Saving an Endangered Species

In a race against time, the elements and eBay, the UC Santa Barbara Library, in collaboration with L.A.-based collector John Levin, has created the Early Recordings Initiative — the first public-private partnership to promote the preservation and digitization of pre-1903 sound recordings and public access to them.

“The majority of these recordings have been lost due to their sensitivity to humidity and poor handling over the years,” said Levin. “It’s amazing that any of these have survived.”

First invented by Edison in 1877 and made of tinfoil, commercialized early recordings were made on wax cylinders about the size of soda cans. The cylinders have a brown, soaplike texture that makes them extremely fragile.

“Early recordings are like endangered species that scientists know cannot survive in the wild,” said Levin. “These records need special handling and care if they are to survive more than another 20 to 30 years.

“Brown wax cylinders document an important time in our history,” Levin added. “They came before the dawn of mass media and before there was a music industry or commercializing of music and spoken word as a commodity. It’s a time of tremendous change, industrialization, people moving from rural areas to cities, and economic instability.”

Cylinders made before 1903 are particularly important as that was the year they began to be mass-produced. Most extant pre-1903 recordings are one-of-a-kind. “When we think of a record now, we think of a record being a copy,” said Levin. “Before 1903, there was almost no such thing as a copy because they were made in small batches.” Unlike printed materials, these early recordings have not been systematically collected, documented or studied — until recently.

UCSB Library has the most extensive collection of early recordings on the West Coast.
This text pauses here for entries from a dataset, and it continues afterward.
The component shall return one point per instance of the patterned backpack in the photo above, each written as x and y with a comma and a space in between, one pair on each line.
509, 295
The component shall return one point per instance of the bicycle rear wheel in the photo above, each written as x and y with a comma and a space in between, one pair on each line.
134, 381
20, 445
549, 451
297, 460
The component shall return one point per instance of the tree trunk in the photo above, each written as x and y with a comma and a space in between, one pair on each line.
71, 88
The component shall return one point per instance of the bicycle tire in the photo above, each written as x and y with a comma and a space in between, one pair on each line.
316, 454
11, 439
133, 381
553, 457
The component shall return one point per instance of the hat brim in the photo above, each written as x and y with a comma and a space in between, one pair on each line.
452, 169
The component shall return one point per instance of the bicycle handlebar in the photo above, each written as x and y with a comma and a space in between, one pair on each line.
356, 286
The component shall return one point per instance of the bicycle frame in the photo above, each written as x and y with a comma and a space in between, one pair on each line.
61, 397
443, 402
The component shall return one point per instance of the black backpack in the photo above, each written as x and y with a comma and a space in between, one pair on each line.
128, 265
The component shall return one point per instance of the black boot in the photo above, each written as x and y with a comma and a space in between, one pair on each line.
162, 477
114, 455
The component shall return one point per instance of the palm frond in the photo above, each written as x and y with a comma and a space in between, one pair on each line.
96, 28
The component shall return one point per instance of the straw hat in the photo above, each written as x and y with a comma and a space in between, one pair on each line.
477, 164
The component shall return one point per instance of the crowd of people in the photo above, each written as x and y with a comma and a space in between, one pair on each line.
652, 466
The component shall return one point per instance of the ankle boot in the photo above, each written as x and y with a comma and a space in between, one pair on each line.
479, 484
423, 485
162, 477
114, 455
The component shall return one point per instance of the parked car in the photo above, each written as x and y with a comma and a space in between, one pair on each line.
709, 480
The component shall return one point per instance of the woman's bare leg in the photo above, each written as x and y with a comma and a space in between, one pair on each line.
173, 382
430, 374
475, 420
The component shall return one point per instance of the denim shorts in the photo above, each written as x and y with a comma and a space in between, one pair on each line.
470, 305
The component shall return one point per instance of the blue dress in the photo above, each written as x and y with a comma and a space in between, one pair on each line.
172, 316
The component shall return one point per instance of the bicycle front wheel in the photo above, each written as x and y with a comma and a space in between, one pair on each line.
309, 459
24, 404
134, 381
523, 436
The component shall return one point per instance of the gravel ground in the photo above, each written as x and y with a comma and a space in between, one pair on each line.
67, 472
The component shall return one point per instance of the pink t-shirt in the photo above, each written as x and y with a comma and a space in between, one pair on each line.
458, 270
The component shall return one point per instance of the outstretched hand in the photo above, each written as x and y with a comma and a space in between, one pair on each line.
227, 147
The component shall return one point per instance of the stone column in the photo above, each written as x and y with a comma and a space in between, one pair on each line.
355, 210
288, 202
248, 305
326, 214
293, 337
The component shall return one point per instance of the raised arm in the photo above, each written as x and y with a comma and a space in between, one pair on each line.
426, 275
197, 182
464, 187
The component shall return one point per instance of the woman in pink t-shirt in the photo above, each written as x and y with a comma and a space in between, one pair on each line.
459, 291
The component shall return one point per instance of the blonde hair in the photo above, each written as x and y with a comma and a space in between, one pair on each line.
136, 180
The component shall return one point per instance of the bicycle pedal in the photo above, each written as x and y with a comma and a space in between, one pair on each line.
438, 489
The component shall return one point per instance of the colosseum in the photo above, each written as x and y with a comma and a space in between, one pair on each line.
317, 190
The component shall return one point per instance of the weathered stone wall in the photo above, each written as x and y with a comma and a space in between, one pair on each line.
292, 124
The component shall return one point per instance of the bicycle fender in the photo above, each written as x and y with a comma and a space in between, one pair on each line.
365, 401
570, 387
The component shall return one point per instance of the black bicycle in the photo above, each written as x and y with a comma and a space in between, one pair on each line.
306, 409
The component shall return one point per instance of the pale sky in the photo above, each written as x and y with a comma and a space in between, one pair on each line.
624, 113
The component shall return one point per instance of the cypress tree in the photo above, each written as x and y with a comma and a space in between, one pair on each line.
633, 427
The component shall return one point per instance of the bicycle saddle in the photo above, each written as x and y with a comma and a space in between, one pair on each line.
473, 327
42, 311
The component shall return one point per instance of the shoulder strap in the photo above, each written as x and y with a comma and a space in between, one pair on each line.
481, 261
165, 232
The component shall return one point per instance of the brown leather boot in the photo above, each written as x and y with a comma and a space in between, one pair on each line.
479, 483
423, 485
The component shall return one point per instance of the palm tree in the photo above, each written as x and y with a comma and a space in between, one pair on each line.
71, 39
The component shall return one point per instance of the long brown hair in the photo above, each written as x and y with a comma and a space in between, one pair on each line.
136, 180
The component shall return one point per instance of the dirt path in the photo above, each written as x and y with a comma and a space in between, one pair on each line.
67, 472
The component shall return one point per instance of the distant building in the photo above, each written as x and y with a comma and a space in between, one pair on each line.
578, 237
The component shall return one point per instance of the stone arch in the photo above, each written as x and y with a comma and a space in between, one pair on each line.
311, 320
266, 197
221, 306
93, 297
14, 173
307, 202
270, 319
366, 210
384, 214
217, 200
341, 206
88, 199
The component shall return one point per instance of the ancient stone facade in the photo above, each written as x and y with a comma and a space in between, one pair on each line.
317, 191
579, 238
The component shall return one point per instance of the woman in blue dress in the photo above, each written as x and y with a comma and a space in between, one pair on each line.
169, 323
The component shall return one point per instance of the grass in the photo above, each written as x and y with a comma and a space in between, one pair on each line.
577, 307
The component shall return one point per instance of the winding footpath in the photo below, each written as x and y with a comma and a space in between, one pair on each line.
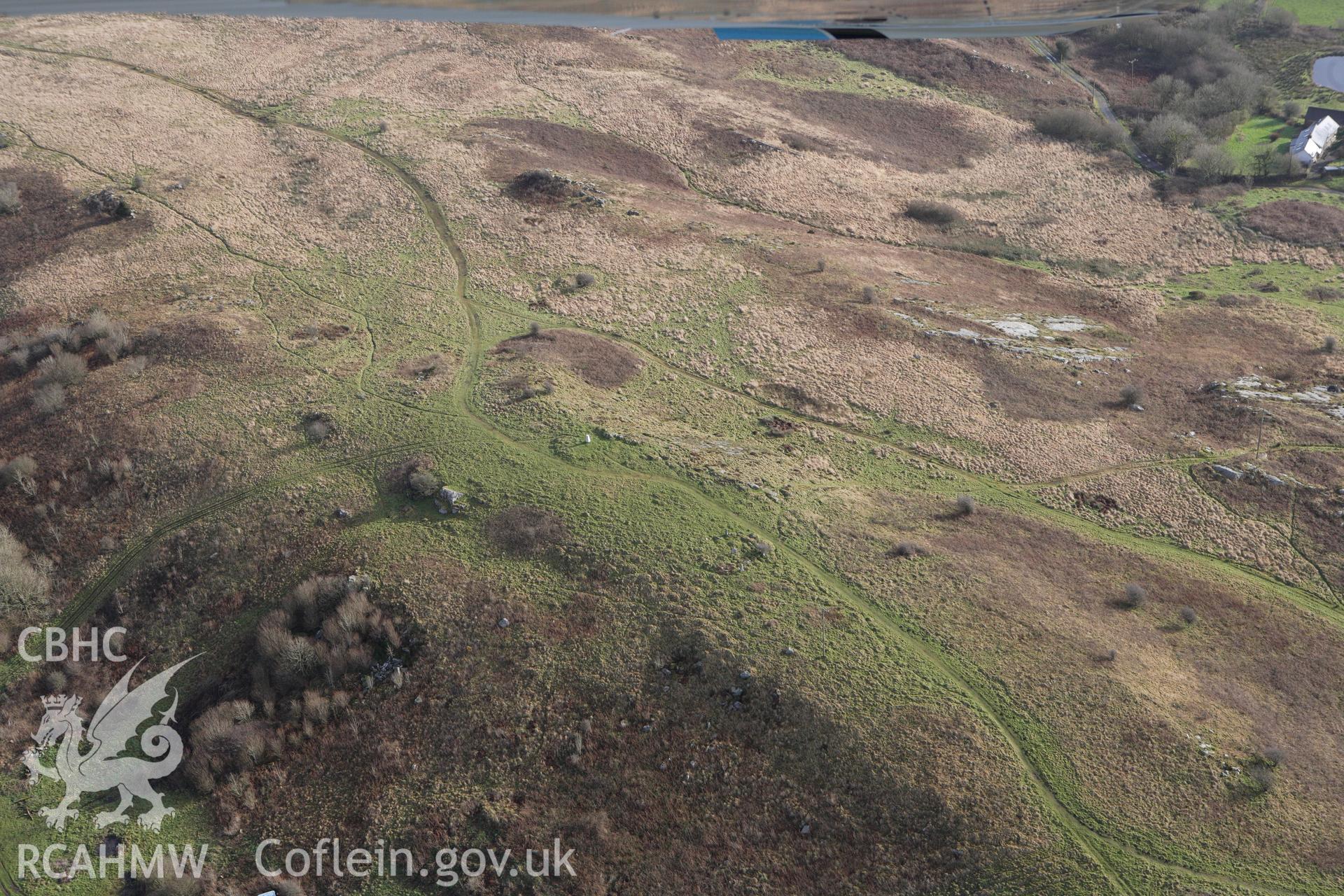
1098, 846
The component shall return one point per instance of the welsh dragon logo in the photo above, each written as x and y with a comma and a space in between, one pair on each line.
104, 767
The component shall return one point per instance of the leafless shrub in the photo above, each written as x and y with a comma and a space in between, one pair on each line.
64, 368
49, 398
1082, 127
424, 484
526, 530
1135, 597
930, 213
23, 580
10, 199
19, 470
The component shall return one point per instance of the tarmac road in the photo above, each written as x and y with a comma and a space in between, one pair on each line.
1098, 101
1329, 73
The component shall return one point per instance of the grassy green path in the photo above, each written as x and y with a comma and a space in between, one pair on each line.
1109, 853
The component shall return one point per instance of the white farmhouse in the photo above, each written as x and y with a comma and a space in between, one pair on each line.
1313, 140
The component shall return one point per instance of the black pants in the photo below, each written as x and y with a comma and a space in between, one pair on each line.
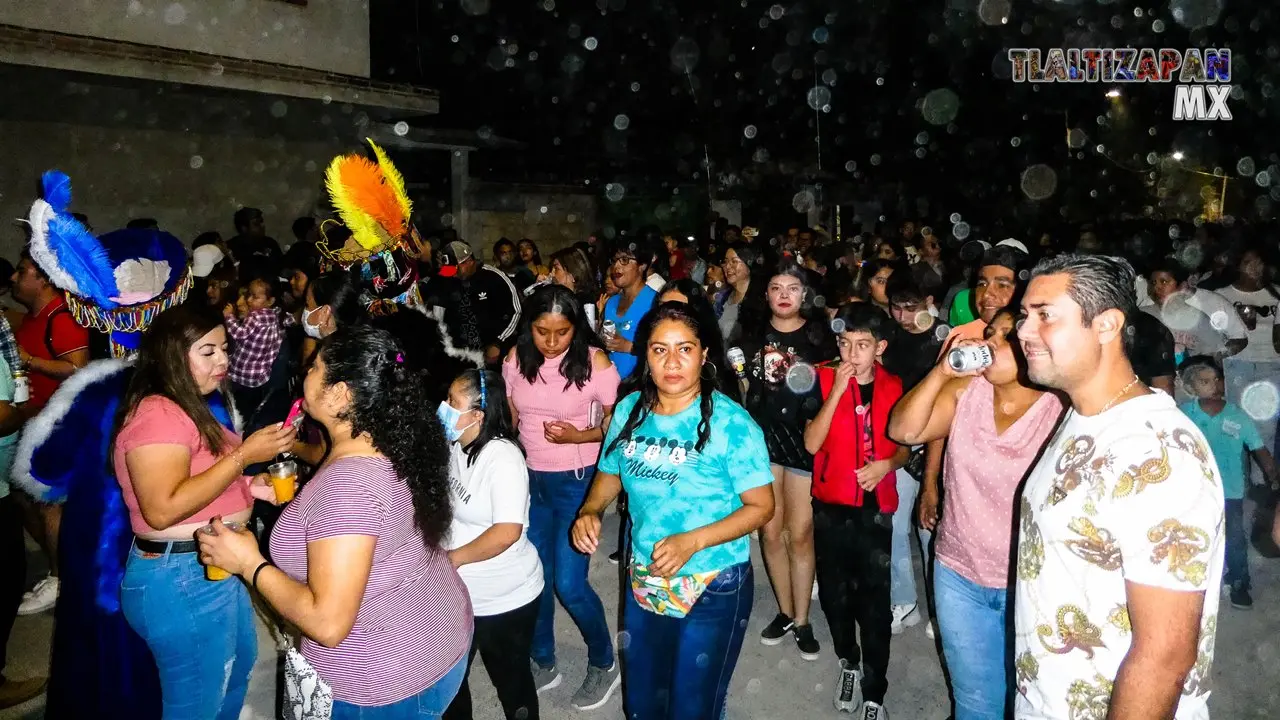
853, 548
13, 577
504, 643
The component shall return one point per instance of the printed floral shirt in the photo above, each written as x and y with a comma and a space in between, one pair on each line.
1128, 495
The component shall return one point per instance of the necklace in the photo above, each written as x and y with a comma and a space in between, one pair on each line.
1119, 395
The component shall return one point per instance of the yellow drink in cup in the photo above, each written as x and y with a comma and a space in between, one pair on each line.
214, 572
284, 479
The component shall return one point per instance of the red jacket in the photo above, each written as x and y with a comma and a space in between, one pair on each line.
835, 466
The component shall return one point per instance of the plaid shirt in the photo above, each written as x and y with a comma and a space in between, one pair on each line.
257, 342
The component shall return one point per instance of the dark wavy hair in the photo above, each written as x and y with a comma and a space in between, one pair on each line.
341, 292
726, 381
163, 370
492, 401
816, 327
648, 390
580, 265
388, 401
576, 365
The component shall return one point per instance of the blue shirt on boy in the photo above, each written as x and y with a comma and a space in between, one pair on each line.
675, 488
1229, 434
626, 326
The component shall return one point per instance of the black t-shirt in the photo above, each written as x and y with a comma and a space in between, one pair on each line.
1150, 347
910, 356
784, 391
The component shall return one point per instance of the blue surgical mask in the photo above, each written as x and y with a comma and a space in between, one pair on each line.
449, 417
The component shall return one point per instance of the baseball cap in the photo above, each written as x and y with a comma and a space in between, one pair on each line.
205, 259
453, 255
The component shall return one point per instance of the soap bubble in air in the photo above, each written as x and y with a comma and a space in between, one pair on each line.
801, 378
1261, 400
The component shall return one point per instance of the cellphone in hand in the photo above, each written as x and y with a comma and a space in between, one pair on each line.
295, 417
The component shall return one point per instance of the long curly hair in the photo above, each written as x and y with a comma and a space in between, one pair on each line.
388, 401
576, 365
648, 390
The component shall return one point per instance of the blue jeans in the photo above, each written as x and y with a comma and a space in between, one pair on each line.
901, 582
201, 633
430, 702
680, 668
553, 502
974, 632
1237, 546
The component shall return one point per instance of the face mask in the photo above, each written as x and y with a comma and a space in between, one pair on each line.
449, 417
312, 331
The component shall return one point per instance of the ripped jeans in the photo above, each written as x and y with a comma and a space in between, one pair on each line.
201, 633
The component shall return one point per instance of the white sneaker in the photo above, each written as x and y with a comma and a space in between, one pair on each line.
904, 616
849, 687
874, 711
41, 597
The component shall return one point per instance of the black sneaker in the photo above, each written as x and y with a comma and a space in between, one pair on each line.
805, 641
776, 630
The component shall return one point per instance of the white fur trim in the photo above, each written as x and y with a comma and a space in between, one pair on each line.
474, 356
40, 250
41, 427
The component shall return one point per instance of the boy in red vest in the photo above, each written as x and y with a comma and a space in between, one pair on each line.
854, 499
Its Cylinder Audio Archive is the largest online collection of downloadable historic sound recordings.

The Early Recordings Initiative aims to create options for people to pass their collections on without forcing them to make a choice between donation, compensation or dissolution. Using a collecting strategy common in the art world and applying it to early sound recordings, people can sell, donate or both when giving their collection to UCSB Library.

“People need an incentive not to sell (cylinders) on eBay,” said Levin. “We’ve got to encourage people to get cylinders out of their attics, basements and storage lockers and into long-term preservation and public distribution.”